CVE-2025-26760: 
WordPress vulnerability analysis and mitigation

A Local File Inclusion vulnerability (CVE-2025-26760) was discovered in the Wow-Company Calculator Builder WordPress plugin affecting versions through 1.6.2. The vulnerability was initially reported by security researcher Dimas Maulana on January 18, 2025, and was publicly disclosed on February 14, 2025 (Patchstack).

The vulnerability is classified as an Improper Control of Filename for Include/Require Statement in PHP Program (CWE-98). It received a CVSS v3.1 base score of 7.5 (High) with the vector string CVSS:3.1/AV:N/AC:H/PR:N/UI:R/S:U/C:H/I:H/A:H, indicating that it can be exploited remotely without requiring privileges but needs user interaction (NVD, Patchstack).

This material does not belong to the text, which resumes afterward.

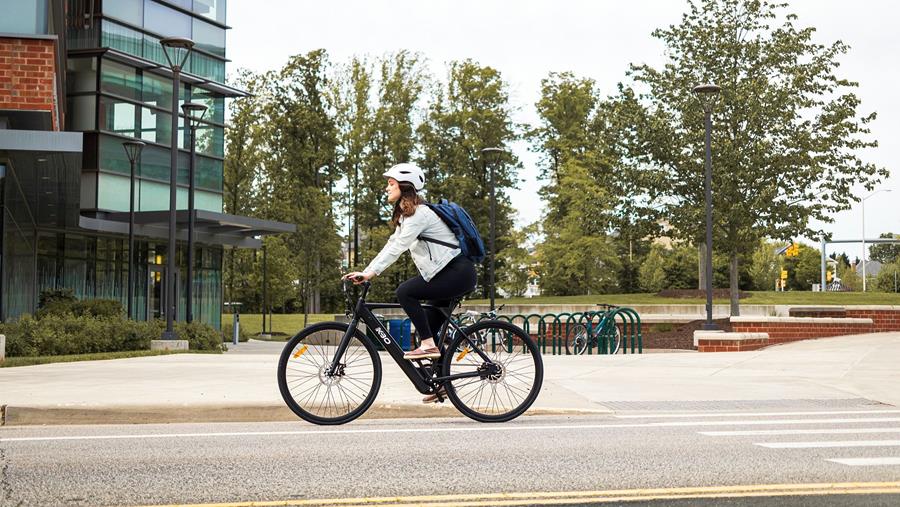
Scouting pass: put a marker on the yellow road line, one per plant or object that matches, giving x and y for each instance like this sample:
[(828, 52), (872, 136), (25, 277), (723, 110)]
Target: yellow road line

The vulnerability could allow malicious actors to include and access local files on the target website, potentially exposing sensitive information. Of particular concern is the potential access to files containing credentials, such as database configurations, which could lead to complete database compromise depending on the server configuration (Patchstack).

Users are strongly advised to update to version 1.6.3 or later of the Calculator Builder plugin, which contains the fix for this vulnerability. For users of Patchstack, a virtual patch has been issued to mitigate the issue by blocking potential attacks until the update can be applied (Patchstack).